Des photographes venus d’ailleurs ont choisi l’Islande. L’Australien Benjamin Hardman se passionne pour les paysages extrêmes. Il documente la faune et la flore dans l’espoir d’alerter sur les méfaits du réchauffement climatique. D’origine moldave, Iurie Belegurschi arrive à Reykjavik en 2006. En parallèle de ses activités de guide touristique, il poursuit une carrière : paysages, aurores boréales et images oniriques sont publiées par The Huffington Post et The Telegraph. Il expose aussi bien à Hong Kong qu’en Islande.

De nos jours

Pour prendre le pouls de la scène d’aujourd’hui, une escale s’impose au NYLO Living Art Museum, lieu dirigé par des artistes.

Parmi les artistes islandais présents sur la scène internationale, Sigurdur Arni Sigurdsson (né en 1963) expose dans plusieurs musées français et islandais dont le Musée national d’Islande et le Musée de la Ville de Reykjavik. Représentant de l’Islande à la Biennale de Venise de 1999, Sigurdur Arni questionne l'espace et sa dimension abstraite en peinture et en photographie.

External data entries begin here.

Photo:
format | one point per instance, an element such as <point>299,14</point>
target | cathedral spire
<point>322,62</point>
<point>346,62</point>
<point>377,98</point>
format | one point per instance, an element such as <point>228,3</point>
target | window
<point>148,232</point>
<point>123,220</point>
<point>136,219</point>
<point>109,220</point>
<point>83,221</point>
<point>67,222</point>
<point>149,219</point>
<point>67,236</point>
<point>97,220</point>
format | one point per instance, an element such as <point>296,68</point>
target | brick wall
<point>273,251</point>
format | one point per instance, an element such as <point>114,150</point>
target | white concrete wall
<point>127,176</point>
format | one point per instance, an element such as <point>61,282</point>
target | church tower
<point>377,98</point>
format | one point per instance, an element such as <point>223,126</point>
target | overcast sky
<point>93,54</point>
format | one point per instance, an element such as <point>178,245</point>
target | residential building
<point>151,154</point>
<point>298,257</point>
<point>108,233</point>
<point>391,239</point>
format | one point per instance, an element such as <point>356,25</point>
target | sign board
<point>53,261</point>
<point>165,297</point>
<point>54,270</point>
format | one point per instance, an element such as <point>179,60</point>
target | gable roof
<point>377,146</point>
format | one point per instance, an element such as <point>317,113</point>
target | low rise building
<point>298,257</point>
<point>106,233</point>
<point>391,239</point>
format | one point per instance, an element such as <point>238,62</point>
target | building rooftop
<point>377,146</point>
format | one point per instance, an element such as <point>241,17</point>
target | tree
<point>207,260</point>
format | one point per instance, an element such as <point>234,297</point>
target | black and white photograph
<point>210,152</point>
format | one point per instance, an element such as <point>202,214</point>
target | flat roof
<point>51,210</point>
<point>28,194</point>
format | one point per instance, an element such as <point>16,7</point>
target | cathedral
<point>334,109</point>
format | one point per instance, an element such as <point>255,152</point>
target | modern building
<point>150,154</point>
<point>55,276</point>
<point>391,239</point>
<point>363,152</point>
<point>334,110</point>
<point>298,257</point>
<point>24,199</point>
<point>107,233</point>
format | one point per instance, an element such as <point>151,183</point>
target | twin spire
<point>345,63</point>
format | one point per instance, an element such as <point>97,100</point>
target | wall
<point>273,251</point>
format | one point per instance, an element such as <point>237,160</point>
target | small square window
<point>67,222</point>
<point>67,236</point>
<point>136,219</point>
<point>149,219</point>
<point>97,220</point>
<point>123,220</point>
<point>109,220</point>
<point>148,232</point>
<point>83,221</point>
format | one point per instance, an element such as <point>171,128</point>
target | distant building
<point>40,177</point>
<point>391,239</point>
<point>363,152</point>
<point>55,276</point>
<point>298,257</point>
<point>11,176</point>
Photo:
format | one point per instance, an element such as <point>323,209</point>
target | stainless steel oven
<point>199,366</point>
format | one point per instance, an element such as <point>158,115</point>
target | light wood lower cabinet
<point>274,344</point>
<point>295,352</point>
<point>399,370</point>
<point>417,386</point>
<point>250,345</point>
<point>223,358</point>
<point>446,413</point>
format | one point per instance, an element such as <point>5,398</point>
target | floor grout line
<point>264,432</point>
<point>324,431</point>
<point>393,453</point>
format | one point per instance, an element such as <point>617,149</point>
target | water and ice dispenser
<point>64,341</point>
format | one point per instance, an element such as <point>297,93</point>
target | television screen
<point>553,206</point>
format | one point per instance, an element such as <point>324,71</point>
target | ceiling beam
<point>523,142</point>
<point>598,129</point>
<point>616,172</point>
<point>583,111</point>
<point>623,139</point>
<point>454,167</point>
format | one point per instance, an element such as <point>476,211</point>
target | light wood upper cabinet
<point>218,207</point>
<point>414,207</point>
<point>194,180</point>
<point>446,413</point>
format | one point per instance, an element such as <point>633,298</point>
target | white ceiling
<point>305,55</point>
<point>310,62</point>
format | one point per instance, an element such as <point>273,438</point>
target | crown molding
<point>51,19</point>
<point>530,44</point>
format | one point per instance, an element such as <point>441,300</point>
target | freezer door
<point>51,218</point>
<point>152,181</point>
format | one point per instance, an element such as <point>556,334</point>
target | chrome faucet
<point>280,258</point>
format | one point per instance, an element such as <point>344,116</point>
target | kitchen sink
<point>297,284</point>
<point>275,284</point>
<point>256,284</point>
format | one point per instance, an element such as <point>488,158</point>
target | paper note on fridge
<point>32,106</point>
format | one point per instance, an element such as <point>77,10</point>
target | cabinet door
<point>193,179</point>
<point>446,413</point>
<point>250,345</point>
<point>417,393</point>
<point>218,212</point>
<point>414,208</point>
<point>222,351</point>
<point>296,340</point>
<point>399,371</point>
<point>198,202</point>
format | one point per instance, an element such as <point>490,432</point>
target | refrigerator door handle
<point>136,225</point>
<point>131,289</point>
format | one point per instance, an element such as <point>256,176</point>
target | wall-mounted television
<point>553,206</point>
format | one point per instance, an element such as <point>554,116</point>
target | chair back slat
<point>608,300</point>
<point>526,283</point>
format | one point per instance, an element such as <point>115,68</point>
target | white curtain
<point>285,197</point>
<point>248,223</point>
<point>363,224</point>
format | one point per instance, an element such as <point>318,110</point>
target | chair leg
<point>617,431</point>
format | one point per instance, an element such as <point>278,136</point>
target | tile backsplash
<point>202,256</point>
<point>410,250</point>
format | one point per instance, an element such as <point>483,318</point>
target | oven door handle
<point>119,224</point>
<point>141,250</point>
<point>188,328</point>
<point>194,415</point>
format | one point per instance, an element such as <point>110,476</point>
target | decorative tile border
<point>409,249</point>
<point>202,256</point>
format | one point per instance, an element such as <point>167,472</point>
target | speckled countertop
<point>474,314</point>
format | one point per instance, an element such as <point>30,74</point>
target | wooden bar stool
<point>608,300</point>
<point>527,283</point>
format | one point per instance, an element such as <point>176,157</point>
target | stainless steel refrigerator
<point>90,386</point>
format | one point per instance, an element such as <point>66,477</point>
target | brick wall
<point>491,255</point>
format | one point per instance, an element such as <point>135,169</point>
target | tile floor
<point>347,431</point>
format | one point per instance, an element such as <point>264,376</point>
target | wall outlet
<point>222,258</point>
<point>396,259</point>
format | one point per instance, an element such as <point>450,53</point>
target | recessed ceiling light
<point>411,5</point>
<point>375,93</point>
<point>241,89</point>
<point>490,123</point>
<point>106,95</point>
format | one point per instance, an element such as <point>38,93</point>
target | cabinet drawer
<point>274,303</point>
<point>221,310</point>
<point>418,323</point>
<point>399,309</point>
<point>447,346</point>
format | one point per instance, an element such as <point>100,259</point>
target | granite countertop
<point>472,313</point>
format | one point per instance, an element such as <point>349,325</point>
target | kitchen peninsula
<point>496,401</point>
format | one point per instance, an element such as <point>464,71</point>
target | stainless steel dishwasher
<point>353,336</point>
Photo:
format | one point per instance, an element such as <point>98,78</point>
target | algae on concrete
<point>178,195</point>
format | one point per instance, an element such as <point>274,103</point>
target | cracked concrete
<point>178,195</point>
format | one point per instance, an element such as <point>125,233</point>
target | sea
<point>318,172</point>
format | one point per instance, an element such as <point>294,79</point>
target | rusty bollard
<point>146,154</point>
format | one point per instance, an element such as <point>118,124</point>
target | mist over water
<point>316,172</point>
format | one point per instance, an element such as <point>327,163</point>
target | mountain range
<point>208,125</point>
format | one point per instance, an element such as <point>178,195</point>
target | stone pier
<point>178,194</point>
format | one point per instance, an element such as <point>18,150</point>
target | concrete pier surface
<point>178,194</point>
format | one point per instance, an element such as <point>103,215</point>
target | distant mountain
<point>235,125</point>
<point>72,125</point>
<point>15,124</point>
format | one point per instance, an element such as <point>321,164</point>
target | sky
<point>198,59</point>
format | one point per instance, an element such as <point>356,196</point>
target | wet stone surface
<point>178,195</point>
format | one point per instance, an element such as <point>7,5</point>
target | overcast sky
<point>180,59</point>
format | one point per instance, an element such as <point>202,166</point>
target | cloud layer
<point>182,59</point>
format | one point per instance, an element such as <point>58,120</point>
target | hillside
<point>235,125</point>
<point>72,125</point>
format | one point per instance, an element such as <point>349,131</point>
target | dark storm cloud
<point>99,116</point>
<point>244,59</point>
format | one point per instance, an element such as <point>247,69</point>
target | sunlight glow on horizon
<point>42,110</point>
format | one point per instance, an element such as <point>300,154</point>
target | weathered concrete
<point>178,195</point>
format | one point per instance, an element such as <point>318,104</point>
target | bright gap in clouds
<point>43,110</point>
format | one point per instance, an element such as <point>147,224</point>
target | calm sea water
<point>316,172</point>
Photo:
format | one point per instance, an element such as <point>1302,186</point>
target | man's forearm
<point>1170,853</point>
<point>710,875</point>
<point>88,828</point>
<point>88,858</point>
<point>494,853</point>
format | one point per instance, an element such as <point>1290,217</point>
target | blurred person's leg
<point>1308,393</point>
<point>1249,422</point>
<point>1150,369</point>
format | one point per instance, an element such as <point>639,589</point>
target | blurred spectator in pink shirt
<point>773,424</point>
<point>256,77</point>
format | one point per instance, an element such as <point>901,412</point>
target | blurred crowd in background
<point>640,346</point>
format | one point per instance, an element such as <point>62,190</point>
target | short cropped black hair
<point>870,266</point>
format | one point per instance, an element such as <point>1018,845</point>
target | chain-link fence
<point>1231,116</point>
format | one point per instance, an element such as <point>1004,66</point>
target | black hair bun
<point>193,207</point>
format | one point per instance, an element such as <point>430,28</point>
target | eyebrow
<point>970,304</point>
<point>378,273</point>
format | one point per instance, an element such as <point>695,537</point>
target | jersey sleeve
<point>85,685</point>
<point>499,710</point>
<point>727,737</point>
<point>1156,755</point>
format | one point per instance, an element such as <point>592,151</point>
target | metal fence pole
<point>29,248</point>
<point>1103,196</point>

Olafur Eliasson, né en 1967, exerce son art en sculpture, photographie, vidéo, installations et peinture. Pour lui, l’art est un moyen fondamental de transformer la réflexion en action.

Katrin Fridriks, née en 1974, a développé une technique qui retranscrit la dynamique de ses gestes sur la toile, pour capturer l’acte même de peindre. Quand peindre devient un acte chorégraphique.

Au Palais de Tokyo, Ragnar Kjartansson (né en 1976) est surnommé « le viking flamboyant ». Son œuvre évolue à la croisée de la performance, de la vidéo, de la sculpture, de la peinture et de la musique. Vedette montante, il a reçu les honneurs du Guggenheim de Bilbao, ou encore du New Museum à New York. Grâce à lui, la poésie islandaise continue d’embellir la scène artistique.